Clifford was silent for a moment. He had noted that Peter Loveman was watching them from his corner, and that the lithe, dark gentleman he had been closely observing during the evening—his name was Hilton—was now seated at the table adjoining them and was covertly watching Mary.

“Don’t register here together,” he said abruptly.

“Why not?” exclaimed Jack.

“Would you mind explaining?” Mary asked quietly.

Clifford remembered himself. Only that very morning he had told Mary that he would no longer try to help shape the course of her life—that he would keep his hands off—that hereafter he would let Life pull the strings of her destiny. And here he was interfering again.

“I guess I wasn’t thinking,” he said, trying to be casual. “Anyhow, it’s really none of my business.”

Mary gazed at him sharply. She surmised that some idea had been behind his remark; but she did not speak.
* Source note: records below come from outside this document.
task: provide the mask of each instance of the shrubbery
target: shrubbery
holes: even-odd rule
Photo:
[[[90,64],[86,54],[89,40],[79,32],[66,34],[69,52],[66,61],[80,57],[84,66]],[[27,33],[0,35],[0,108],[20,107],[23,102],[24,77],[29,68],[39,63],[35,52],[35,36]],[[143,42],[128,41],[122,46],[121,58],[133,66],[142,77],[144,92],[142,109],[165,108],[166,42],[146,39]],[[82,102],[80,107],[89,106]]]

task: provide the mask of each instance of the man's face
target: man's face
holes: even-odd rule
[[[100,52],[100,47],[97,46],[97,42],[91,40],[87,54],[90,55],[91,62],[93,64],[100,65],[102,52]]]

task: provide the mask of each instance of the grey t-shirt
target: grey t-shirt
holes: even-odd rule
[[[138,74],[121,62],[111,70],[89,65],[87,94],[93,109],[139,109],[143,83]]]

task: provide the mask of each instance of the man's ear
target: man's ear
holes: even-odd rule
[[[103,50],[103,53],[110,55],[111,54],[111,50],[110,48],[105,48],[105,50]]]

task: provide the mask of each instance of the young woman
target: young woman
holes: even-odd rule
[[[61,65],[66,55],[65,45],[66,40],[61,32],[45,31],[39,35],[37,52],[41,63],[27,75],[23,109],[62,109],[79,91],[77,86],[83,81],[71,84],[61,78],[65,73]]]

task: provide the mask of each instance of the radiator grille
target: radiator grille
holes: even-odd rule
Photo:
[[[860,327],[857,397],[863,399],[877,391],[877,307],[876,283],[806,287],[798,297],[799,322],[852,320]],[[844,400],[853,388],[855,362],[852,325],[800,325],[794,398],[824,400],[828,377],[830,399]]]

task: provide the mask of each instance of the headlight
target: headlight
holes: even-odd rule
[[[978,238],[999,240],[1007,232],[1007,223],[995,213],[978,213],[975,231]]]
Jack, whose gaze had wandered, gave a start and cried out:—

“Hello, there’s dad! And he’s spotted us—look, he’s coming this way!”

Clifford glanced at Jack’s father, an erect man of fifty, with unchallengeable dominance in his manner which the lordship of large affairs had developed from his native self-confidence. Then quickly Clifford glanced back, and managed to comprehend with his gaze both Mary and the dark man at the next table. Mary, grown tense as crisis approached in the form of the elder Morton, said quickly to Jack in a low voice:—

“Introduce me by another name: Gilmore—anything!”